Hubert de Givenchy dies aged 91
World-renowned French fashion designer Hubert de Givenchy has died at the age of 91.
His partner, former haute couture designer Philippe Venet, said he died in his sleep in their Renaissance chateau near Paris on Saturday.
Givenchy was considered “one of the best known fashion names of the 20th century”, says The Daily Telegraph.
He was arguably most famous for the looks he created for film star and style icon Audrey Hepburn, including the “little black dress” she wore in the opening scene of 1961 film Breakfast at Tiffany’s. Givenchy even got an Oscar nomination, in 1958, for his work on her costumes in Funny Face.
“His are the only clothes in which I am myself. He is far more than a couturier, he is a creator of personality,” Hepburn once said of the designer.
Givenchy came from an aristocratic background and began his career working with Pierre Balmain and Christian Dior after the Second World War. He also worked for designer Elsa Schiaparelli, before founding his own fashion house in 1952.
His “star-studded” list of clients also included Wallis Simpson, Duchess of Windsor, Princess Grace of Monaco and Jackie Kennedy Onassis.

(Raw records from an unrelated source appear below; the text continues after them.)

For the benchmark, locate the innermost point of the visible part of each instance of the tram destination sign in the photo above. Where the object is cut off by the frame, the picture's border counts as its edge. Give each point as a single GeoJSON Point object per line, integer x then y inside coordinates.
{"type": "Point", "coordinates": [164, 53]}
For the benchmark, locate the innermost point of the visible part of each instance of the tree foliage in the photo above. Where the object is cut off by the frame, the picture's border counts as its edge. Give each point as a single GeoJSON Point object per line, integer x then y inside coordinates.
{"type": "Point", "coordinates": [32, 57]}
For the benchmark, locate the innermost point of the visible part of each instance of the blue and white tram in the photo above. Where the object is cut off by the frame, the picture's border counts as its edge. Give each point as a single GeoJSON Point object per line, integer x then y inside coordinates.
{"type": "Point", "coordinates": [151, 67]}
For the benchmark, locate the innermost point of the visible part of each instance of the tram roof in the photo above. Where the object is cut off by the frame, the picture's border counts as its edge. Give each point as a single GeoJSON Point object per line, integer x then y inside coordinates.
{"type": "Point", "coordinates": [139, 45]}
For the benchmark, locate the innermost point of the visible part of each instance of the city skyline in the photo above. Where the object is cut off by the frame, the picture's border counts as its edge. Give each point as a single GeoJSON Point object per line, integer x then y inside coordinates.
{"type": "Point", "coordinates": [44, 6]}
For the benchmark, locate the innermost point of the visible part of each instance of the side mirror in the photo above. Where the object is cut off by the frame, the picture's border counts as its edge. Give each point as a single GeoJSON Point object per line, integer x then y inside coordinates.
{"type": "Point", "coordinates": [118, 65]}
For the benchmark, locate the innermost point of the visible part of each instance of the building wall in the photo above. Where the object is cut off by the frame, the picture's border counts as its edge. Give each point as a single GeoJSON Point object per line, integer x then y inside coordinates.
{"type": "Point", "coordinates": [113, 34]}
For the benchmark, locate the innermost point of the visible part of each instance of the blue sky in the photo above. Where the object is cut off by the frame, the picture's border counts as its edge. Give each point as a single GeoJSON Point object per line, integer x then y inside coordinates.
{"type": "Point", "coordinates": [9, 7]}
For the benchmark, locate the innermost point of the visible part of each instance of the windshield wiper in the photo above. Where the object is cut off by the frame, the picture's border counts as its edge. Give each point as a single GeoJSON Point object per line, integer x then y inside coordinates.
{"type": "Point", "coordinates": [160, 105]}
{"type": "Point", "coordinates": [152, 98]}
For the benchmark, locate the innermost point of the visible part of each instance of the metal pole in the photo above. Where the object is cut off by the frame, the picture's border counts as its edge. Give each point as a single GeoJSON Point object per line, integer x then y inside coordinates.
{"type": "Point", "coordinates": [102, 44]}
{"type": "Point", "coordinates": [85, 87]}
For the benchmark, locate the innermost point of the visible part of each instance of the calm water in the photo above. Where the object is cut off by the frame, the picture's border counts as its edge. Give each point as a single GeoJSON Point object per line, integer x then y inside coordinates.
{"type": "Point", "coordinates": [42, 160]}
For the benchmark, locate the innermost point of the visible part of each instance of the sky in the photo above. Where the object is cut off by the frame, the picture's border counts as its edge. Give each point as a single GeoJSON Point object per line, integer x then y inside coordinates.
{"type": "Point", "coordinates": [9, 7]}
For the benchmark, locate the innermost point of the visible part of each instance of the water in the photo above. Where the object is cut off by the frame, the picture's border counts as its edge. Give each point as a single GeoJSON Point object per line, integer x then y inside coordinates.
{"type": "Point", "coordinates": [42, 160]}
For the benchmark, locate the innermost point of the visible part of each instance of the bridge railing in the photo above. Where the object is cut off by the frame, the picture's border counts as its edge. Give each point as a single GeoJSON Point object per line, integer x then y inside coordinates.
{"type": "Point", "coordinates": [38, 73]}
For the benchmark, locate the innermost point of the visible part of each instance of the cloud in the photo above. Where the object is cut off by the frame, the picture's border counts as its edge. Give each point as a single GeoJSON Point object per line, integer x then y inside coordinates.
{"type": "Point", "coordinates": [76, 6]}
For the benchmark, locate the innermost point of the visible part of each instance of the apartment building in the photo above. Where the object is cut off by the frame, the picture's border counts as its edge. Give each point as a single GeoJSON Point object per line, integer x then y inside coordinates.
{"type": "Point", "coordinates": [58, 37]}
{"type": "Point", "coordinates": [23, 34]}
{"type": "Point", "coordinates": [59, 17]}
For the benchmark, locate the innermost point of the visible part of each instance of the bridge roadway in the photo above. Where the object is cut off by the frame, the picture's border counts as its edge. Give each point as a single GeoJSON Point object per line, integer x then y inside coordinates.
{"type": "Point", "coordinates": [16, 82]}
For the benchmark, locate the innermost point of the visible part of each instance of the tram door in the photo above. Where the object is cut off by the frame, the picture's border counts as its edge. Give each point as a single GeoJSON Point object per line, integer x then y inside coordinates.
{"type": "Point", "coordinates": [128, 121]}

Givenchy sold his company for $45m in 1988, but remained creative director until he retired, in 1995.
In a statement this weekend, Givenchy’s label described him as “a symbol of Parisian elegance for more than half a century… who revolutionised fashion”.
“To dress a woman is to make her beautiful,” Givenchy once said. “In haute couture, we are cosmetic surgeons, erasing imperfections and refining the silhouette… for isn’t a couturier a magician of sorts, who creates illusion and perhaps beauty itself.”
Tributes have poured in from fans including US Elle editor Nina Garcia, The New York Times fashion director Vanessa Friedman and celebrity stylist Joe Zee.